The election of Trump and the continued Republican control of both Congress and Senate guarantee that the rich will continue to get richer at the expense of the shrinking middle class and further aggravate conditions for the poor. Trickle down economics and tax subsidies will flow for the rich and corporations. The financial sector will buy its way out of the weak regulations of Dodd/Frank and lurch towards new adventures in gambling; a financial disaster will once again require the socialization of their risk at taxpayer expense.
Our infrastructure will accelerate its decline. Think bridges closed and falling down; airports with bigger delays; transit systems overcrowded and unreliable. Immigrants will be plagued if not deported. Xenophobia will be fanned regularly with extra dollops of religious persecution tossed on like whipped cream. Women, particularly poor women, will find it more difficult to access abortion and reproductive healthcare services; an outright ban could be in place by the end of the period.
Our healthcare sector will take an ever larger portion of our incomes to deliver absolutely developing world results; currently we are 34th in longevity and 38th in infant mortality despite spending more than twice per capita compared to our developed country cohort; the portion of the population without health insurance will rise as the Republicans further cripple if not eliminate the failing Obamacare.
The US military and our empire overseas will continue to consume more resources than all of our enemies and allies combined; the domestic security apparatus, already fattened by 9/11 hysteria, will become more costly, intrusive, and oppressive, especially to minorities and political activists.
All of this will happen in the name of free markets and the withering away of the state. This is, after all, what conservatives mean by “small government”.
All of this is virtually guaranteed by the stranglehold Republicans have on 30 state legislatures and the gerrymandering tools available to assure that they will run from safe seats in election after election. The results are already in on this strategy and barring some seismic shift this fix will be in when the next decennial redistricting follows the 2020 census.
Looking to the Democratic Party to be a countervailing force is not encouraging. They have been unable, perhaps more accurately unwilling, to mount an effective rallying of the majority of the poor and middle class to programs to serve their interests. They remain largely in the thrall of the same free market policies that brought Bill Clinton to power and they continue to largely mimic the free market policies of the Republicans. Clinton famously declared that “the era of big government is over” in his 1996 State of the Union. Clinton signed the Republican authored “reform” bill Personal Responsibility and Work Opportunity Reconciliation Act of 1996 to “end welfare as we have come to know it”. In 1999, Clinton signed several laws deregulating the financial sector; these lead directly to the mini-depression (the so-called Great Recession) of 2009 – 2015.
These are capstone events in a twenty year transformation of Democratic policy from representing at least some of the interests of the poor and middle class to largely being competitors to the Republicans for money from the rich and corporations.
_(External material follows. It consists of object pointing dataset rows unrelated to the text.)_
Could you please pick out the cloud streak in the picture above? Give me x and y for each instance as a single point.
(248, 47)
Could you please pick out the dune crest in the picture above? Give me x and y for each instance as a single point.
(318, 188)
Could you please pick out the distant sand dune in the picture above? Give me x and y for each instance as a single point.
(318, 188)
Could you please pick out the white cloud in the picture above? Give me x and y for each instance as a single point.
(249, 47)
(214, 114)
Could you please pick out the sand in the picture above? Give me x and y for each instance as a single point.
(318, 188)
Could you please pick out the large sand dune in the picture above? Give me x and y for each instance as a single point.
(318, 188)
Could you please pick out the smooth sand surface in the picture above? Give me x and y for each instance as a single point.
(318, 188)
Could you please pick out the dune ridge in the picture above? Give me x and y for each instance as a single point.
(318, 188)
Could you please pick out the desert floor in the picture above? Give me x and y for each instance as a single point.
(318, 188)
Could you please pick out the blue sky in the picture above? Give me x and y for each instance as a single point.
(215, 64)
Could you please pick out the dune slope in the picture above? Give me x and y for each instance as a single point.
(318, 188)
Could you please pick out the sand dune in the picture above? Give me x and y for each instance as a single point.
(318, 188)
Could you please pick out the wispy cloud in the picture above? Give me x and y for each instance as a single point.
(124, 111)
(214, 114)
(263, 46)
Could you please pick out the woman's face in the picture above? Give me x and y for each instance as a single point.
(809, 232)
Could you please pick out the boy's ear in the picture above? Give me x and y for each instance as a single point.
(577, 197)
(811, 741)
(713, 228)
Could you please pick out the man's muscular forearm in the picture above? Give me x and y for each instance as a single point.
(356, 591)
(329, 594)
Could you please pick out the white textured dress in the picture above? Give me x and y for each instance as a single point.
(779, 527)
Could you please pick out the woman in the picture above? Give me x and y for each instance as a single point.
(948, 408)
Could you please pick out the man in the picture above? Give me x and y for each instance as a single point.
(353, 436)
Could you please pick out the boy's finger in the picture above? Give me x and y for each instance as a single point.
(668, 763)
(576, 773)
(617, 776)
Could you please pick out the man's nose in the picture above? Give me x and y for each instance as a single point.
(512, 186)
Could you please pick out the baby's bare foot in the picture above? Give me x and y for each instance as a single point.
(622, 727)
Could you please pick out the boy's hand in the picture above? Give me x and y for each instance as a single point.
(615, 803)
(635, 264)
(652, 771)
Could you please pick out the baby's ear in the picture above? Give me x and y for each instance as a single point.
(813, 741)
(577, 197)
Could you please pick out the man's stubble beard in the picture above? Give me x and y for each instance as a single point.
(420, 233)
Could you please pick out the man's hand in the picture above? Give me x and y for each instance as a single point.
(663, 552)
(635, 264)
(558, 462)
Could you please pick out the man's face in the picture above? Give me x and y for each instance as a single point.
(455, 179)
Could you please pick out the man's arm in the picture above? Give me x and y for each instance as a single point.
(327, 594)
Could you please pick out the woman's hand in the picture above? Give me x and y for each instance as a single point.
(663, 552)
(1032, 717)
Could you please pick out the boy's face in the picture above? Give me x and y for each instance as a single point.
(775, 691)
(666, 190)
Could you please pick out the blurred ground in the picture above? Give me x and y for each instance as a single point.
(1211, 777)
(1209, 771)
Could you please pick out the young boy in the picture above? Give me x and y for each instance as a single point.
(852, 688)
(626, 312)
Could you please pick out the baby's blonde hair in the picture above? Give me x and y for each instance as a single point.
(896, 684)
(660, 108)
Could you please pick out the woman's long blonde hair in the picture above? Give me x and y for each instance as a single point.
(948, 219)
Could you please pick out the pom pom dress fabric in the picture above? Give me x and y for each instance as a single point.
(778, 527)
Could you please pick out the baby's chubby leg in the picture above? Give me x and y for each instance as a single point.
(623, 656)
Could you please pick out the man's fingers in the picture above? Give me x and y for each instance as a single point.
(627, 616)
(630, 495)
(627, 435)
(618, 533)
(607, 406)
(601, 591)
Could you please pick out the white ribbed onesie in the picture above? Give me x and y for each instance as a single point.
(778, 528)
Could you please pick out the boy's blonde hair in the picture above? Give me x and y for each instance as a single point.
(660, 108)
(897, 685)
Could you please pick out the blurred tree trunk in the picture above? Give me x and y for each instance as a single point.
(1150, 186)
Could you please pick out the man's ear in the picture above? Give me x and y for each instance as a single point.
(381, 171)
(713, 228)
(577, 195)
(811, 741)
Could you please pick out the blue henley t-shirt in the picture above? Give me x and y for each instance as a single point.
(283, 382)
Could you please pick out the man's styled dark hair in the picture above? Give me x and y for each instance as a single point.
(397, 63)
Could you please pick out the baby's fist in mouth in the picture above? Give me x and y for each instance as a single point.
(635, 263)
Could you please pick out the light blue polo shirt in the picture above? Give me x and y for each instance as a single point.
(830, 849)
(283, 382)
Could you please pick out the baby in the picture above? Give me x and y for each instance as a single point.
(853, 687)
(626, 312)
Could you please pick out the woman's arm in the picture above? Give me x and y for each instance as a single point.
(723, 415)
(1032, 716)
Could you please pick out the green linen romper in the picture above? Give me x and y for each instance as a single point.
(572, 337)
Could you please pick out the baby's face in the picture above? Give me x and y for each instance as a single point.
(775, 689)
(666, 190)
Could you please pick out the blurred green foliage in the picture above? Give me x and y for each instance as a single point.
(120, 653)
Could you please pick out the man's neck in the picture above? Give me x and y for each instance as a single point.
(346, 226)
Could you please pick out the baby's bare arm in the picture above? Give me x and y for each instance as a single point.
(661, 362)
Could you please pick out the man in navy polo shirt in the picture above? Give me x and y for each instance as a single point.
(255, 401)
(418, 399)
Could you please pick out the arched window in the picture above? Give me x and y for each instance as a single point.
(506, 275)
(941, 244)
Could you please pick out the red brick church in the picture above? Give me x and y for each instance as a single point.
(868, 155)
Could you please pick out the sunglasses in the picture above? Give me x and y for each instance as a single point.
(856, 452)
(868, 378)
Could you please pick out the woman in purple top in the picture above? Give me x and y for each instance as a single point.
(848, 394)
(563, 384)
Democrats have not put forth a program of government action to fight for and protect the interests of the poor and middle class for decades. This is most obviously noted in their appointment of Wall St. insiders to all of the important economic management jobs in the Clinton and Obama administrations. Neither administration was able, or even sought, to face down the healthcare industry. Its share of our national income goes up every year while producing reprehensible results. Though Obamacare brought millions of people into the healthcare tent, it is now failing because it is unable to control the costs of the most expensive and least productive healthcare system in the world.
The Democrats also failed to alter US foreign policy, continuing the militaristic approach that has brought us disastrously costly wars with equally disastrous results in Iraq and Afghanistan. Nor have the Democrats ended America’s longest war, the War on Drugs, started by the race baiting Richard Nixon over 40 years ago. Hundreds of thousands of lives have been lost or ruined by the so-called justice system while the drug industry continues to produce profits on a global scale. Nothing like persisting in a policy that has only reinforced the positions of the drug producers and distributors.
Bernie Sanders’ campaign showed that it is possible to mobilize people around their own economic and social interests. The question at the moment is where is the party that can take up this quest and conduct the long campaign necessary to overcome the political and institutional barriers over the next ten years.
Of course, given the instability of the capitalist system and the likelihood that its speculative risk taking behaviors are not under sufficient control (around the world, not just in the US) to prevent another even worse financial disaster, an upheaval of broad social disorder could easily occur. In that case, we will most likely see that the rich and corporate interests will deploy fascist solutions to remain in power. There simply are no popular political parties or forces that can compete with them.
BTW – I think I would have written substantially the same commentary if Hillary Clinton had won the election. She would have clearly had better policy positions on many social issues, but she would have faced the same situation in the Federal and state legislatures. Her economic policies, even should she really abandon her connections with Wall St. money, would be thwarted in Congress. Her track record on foreign policy, the military, and domestic security has not been encouraging of a shift to a less militarist interventionist approach.
For many years, Mark Orton was a business executive who lived in Cambridge, MA. He currently resides in Hudson (AKA Cambridge on the Hudson), NY.